Expectativas Apesar de já terem colado grau e oficialmente terem a faculdade concluída, os médicos da Ufob ainda precisam aguardar uma série de burocracias para começar a atuar. A principal delas é o reconhecimento do curso pelo Ministério da Educação (Mec).

Sem essa chancela do Mec, nenhum dos 29 estudantes está apto a tirar a carteirinha do Conselho Regional de Medicina. Procurado, o Conselho Regional de Medicina do Estado da Bahia (Cremeb) afirmou que só após esse reconhecimento do Mec pode orientar os formandos a viajar de Barreiras a Salvador e fazer o registro.

Coordenador do curso de medicina da Ufob, Lancaster Monteiro Diniz afirma que a Ufob já cumpriu toda a tramitação exigida pelo Conselho Federal de Medicina e pelo Ministério da Educação. Agora, cabe esperar. E ainda não há nenhuma previsão para que esse impasse seja resolvido.

Nascido em Belo Horizonte e criado em Simões Filho, o agora médico Lucas Guimarães de Azevedo afirma que não tem muito o que fazer no momento além de esperar. Ele diz a espera gera uma ansiedade grande porque aumenta as incertezas sobre o futuro dos médicos recém-formados.

"Ainda não comecei a procurar emprego porque tem essa pendência.
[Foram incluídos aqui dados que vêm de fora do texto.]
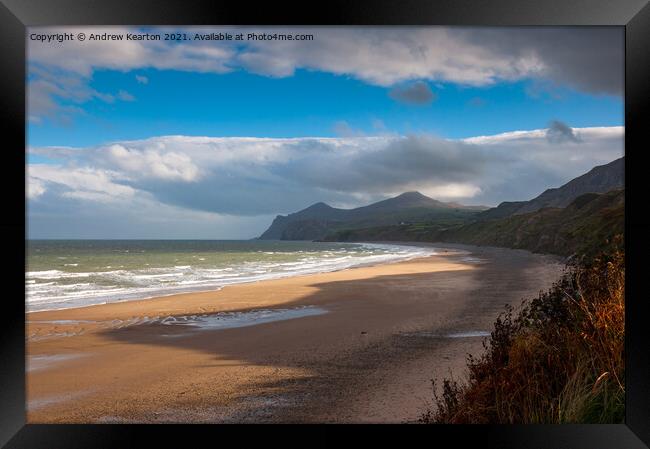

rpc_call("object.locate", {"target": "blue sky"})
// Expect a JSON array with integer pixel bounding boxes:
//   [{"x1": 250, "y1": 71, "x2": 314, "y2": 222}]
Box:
[
  {"x1": 26, "y1": 27, "x2": 624, "y2": 238},
  {"x1": 29, "y1": 69, "x2": 623, "y2": 147}
]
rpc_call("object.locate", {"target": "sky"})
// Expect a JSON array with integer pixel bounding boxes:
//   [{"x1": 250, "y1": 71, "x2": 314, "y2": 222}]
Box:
[{"x1": 26, "y1": 27, "x2": 624, "y2": 239}]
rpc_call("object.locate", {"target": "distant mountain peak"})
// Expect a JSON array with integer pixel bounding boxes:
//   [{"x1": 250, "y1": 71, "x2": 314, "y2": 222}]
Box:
[
  {"x1": 395, "y1": 190, "x2": 432, "y2": 200},
  {"x1": 303, "y1": 201, "x2": 334, "y2": 210}
]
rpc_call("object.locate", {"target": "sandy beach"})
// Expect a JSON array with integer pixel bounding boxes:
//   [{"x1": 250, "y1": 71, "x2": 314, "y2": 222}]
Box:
[{"x1": 26, "y1": 245, "x2": 563, "y2": 423}]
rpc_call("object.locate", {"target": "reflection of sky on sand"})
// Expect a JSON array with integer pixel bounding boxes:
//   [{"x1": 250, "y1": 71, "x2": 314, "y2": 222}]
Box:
[
  {"x1": 27, "y1": 306, "x2": 327, "y2": 342},
  {"x1": 160, "y1": 306, "x2": 327, "y2": 330},
  {"x1": 26, "y1": 354, "x2": 85, "y2": 372}
]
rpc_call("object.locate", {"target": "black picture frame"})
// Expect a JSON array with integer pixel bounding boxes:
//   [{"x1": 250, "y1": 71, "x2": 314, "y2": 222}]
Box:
[{"x1": 0, "y1": 0, "x2": 650, "y2": 449}]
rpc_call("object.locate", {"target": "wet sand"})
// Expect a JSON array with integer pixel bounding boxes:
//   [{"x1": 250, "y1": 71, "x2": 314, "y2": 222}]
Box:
[{"x1": 26, "y1": 244, "x2": 563, "y2": 423}]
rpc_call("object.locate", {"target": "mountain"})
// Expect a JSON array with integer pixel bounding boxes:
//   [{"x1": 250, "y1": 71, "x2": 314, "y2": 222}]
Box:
[
  {"x1": 259, "y1": 192, "x2": 486, "y2": 240},
  {"x1": 326, "y1": 189, "x2": 625, "y2": 256},
  {"x1": 476, "y1": 157, "x2": 625, "y2": 220}
]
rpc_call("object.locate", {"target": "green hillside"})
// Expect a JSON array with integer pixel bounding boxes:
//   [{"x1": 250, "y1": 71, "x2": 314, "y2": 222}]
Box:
[{"x1": 325, "y1": 190, "x2": 625, "y2": 256}]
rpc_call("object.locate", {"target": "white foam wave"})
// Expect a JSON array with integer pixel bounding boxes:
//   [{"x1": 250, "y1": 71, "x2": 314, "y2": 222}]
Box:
[{"x1": 26, "y1": 243, "x2": 436, "y2": 311}]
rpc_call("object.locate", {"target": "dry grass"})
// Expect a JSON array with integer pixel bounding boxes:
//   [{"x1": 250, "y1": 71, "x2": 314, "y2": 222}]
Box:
[{"x1": 422, "y1": 238, "x2": 625, "y2": 423}]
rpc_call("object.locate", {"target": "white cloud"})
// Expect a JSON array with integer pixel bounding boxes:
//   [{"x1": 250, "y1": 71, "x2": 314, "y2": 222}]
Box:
[
  {"x1": 105, "y1": 144, "x2": 200, "y2": 182},
  {"x1": 117, "y1": 90, "x2": 135, "y2": 101},
  {"x1": 27, "y1": 164, "x2": 136, "y2": 202},
  {"x1": 28, "y1": 127, "x2": 624, "y2": 216},
  {"x1": 28, "y1": 26, "x2": 623, "y2": 123}
]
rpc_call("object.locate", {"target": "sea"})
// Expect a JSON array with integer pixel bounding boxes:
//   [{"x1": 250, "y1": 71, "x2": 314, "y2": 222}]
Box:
[{"x1": 25, "y1": 240, "x2": 436, "y2": 312}]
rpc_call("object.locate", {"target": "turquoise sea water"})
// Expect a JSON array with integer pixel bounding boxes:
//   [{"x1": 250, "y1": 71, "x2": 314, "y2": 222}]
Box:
[{"x1": 25, "y1": 240, "x2": 435, "y2": 311}]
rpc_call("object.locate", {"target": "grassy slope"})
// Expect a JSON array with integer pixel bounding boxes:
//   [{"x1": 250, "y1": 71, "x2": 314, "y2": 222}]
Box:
[
  {"x1": 326, "y1": 190, "x2": 625, "y2": 256},
  {"x1": 422, "y1": 245, "x2": 625, "y2": 424},
  {"x1": 330, "y1": 190, "x2": 625, "y2": 424}
]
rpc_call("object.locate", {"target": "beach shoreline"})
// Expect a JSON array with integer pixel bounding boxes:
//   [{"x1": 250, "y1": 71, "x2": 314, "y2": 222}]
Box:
[{"x1": 26, "y1": 242, "x2": 562, "y2": 423}]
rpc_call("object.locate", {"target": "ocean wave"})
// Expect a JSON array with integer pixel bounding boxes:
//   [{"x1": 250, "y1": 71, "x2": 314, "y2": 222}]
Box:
[{"x1": 25, "y1": 243, "x2": 435, "y2": 311}]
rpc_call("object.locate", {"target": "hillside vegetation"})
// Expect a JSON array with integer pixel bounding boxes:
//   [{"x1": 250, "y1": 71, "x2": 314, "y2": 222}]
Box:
[
  {"x1": 325, "y1": 190, "x2": 625, "y2": 256},
  {"x1": 260, "y1": 192, "x2": 486, "y2": 240},
  {"x1": 421, "y1": 240, "x2": 625, "y2": 424}
]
Nós temos algumas sondagens e sabemos que a tendência é que sejamos absorvidos aqui pela região, mas enquanto não houver o registro, não temos pra onde ir", explica.

Procurado para dar respostas sobre o prazo de reconhecimento do curso, o MEC não se manifestou até o fechamento desta matéria.

De toda forma, o consenso geral na turma é uma sensação de etapa concluída. Mesmo que não tenha sido da forma ideal. Um mundo ideal, inclusive, é algo que essa turma se acostumou a não ter desde os seus primeiros dias de aula, no já longínquo semestre de 2014.2. Superando dificuldades, barreiras e incertezas, os 29 de Barreiras seguem a filosofia do poeta Luiz Carlos da Vila, falecido em 2008: com todas as complicações da vida, é necessário se adaptar. Afinal de contas, o show tem que continuar.